How can I determine distance from an object in a video?

I have a video file recorded from the front of a moving vehicle. I am going to use OpenCV for object detection and recognition but I'm stuck on one aspect. How can I determine the distance from a recognized object.

I can know my current speed and real-world GPS position but that is all. I can't make any assumptions about the object I'm tracking. I am planning to use this to track and follow objects without colliding with them. Ideally I would like to use this data to derive the object's real-world position, which I could do if I could determine the distance from the camera to the object.

Your problem's quite standard in the field.

Firstly,

you need to calibrate your camera. This can be done offline (makes life much simpler) or online through self-calibration.

Calibrate it offline - please.

Secondly,

Once you have the calibration matrix of the camera K, determine the projection matrix of the camera in a successive scene (you need to use parallax as mentioned by others). This is described well in this OpenCV tutorial.

You'll have to use the GPS information to find the relative orientation between the cameras in the successive scenes (that might be problematic due to noise inherent in most GPS units), i.e. the R and t mentioned in the tutorial or the rotation and translation between the two cameras.

Once you've resolved all that, you'll have two projection matrices --- representations of the cameras at those successive scenes. Using one of these so-called camera matrices, you can "project" a 3D point M on the scene to the 2D image of the camera on to pixel coordinate m (as in the tutorial).

We will use this to triangulate the real 3D point from 2D points found in your video.

Thirdly,

use an interest point detector to track the same point in your video which lies on the object of interest. There are several detectors available, I recommend SURF since you have OpenCV which also has several other detectors like Shi-Tomasi corners, Harris, etc.

Fourthly,

Once you've tracked points of your object across the sequence and obtained the corresponding 2D pixel coordinates you must triangulate for the best fitting 3D point given your projection matrix and 2D points.

The above image nicely captures the uncertainty and how a best fitting 3D point is computed. Of course in your case, the cameras are probably in front of each other!

Finally,

Once you've obtained the 3D points on the object, you can easily compute the Euclidean distance between the camera center (which is the origin in most cases) and the point.

Note

This is obviously not easy stuff but it's not that hard either. I recommend Hartley and Zisserman's excellent book Multiple View Geometry which has described everything above in explicit detail with MATLAB code to boot.

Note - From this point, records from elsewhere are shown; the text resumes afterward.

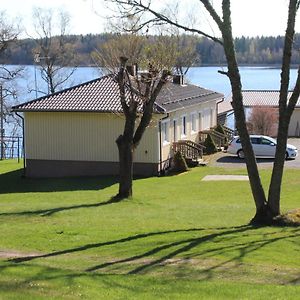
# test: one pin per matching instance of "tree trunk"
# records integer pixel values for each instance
(125, 148)
(237, 104)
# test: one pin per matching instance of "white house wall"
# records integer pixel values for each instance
(82, 137)
(205, 118)
(294, 128)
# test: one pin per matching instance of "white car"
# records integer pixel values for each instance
(263, 146)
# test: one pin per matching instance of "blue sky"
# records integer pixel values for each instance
(249, 17)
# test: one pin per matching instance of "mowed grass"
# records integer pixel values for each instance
(177, 238)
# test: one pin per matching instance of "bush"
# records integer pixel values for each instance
(219, 128)
(210, 146)
(180, 164)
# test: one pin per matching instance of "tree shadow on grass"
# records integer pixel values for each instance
(182, 246)
(51, 211)
(13, 182)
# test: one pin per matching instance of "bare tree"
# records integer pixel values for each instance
(108, 54)
(9, 31)
(137, 96)
(263, 120)
(266, 208)
(53, 53)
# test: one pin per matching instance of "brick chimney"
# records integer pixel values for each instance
(178, 79)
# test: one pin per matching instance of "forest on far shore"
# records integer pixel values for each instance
(250, 50)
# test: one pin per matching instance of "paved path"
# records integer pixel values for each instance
(226, 160)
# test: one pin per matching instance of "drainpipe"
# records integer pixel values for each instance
(160, 144)
(160, 149)
(222, 100)
(1, 124)
(23, 146)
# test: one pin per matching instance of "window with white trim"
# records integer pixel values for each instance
(165, 126)
(183, 126)
(206, 118)
(194, 122)
(175, 130)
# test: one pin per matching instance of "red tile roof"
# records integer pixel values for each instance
(102, 95)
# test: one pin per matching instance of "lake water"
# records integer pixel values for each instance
(259, 78)
(207, 77)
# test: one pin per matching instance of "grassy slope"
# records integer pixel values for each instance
(178, 238)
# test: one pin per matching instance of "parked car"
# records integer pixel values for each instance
(263, 146)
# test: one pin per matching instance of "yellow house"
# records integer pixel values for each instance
(73, 132)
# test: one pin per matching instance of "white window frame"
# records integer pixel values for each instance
(175, 130)
(206, 118)
(183, 126)
(165, 131)
(200, 120)
(194, 122)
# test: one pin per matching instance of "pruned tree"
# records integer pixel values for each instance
(107, 55)
(9, 31)
(53, 53)
(263, 120)
(266, 207)
(137, 96)
(188, 55)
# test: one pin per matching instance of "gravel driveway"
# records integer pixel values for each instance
(226, 160)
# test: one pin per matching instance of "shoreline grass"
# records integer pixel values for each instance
(177, 238)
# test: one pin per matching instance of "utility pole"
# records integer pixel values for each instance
(1, 124)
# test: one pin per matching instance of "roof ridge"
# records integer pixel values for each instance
(189, 98)
(65, 90)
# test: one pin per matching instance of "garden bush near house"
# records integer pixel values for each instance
(219, 128)
(179, 163)
(210, 146)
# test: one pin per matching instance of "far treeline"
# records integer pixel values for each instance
(252, 51)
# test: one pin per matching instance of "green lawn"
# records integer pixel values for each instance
(178, 238)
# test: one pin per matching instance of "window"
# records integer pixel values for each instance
(183, 125)
(255, 141)
(165, 131)
(194, 122)
(206, 118)
(175, 130)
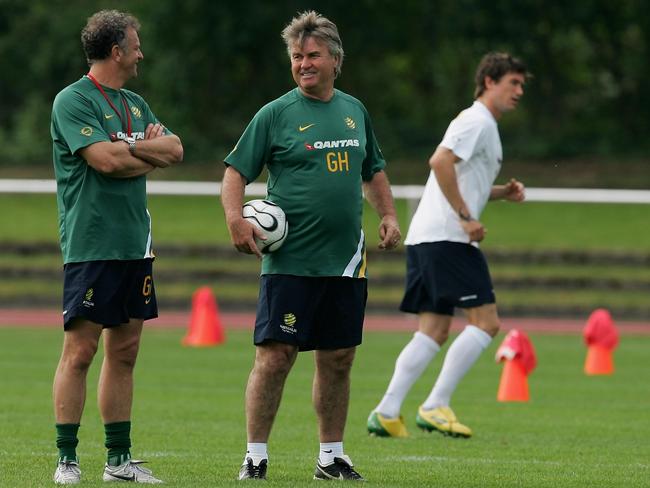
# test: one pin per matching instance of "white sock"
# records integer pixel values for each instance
(328, 451)
(256, 451)
(410, 364)
(461, 356)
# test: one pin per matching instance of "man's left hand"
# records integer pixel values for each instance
(389, 233)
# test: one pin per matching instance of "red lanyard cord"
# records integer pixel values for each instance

Have fun and keep asking questions!

When you have moving video, you can use temporal parallax to determine the relative distance of objects. Parallax: (definition).

The effect would be the same we get with our eyes which which can gain depth perception by looking at the same object from slightly different angles. Since you are moving, you can use two successive video frames to get your slightly different angle.

Using parallax calculations, you can determine the relative size and distance of objects (relative to one another). But, if you want the absolute size and distance, you will need a known point of reference.

You will also need to know the speed and direction being traveled (as well as the video frame rate) in order to do the calculations. You might be able to derive the speed of the vehicle using the visual data but that adds another dimension of complexity.

The technology already exists. Satellites determine topographic prominence (height) by comparing multiple images taken over a short period of time. We use parallax to determine the distance of stars by taking photos of night sky at different points in earth's orbit around the sun. I was able to create 3-D images out of an airplane window by taking two photographs within short succession.

The exact technology and calculations (even if I knew them off the top of my head) are way outside the scope of discussing here. If I can find a decent reference, I will post it here.

You need to identify the same points in the same object on two different frames taken a known distance apart. Since you know the location of the camera in each frame, you have a baseline ( the vector between the two camera positions. Construct a triangle from the known baseline and the angles to the identified points. Trigonometry gives you the length of the unknown sides of the traingles for the known length of the baseline and the known angles between the baseline and the unknown sides.

You can use two cameras, or one camera taking successive shots. So, if your vehicle is moving a 1 m/s and you take fames every second, then successibe frames will gibe you a 1m baseline which should be good to measure the distance of objects up to, say, 5m away. If you need to range objects further away than the frames used need to be further apart - however more distant objects will in view for longer.

Observer at F1 sees target at T with angle a1 to velocity vector. Observer moves distance b to F2. Sees target at T with angle a2.

Required to find r1, range from target at F1

The trigonometric identity for cosine gives

Cos( 90 – a1 ) = x / r1 = c1

Cos( 90 - a2 ) = x / r2 = c2

Cos( a1 ) = (b + z) / r1 = c3

Cos( a2 ) = z / r2 = c4

x is distance to target orthogonal to observer’s velocity vector

z is distance from F2 to intersection with x

Solving for r1

r1 = b / ( c3 – c1 . c4 / c2 )

Two cameras so you can detect parallax. It's what humans do.

edit

Please see ravenspoint's answer for more detail. Also, keep in mind that a single camera with a splitter would probably suffice.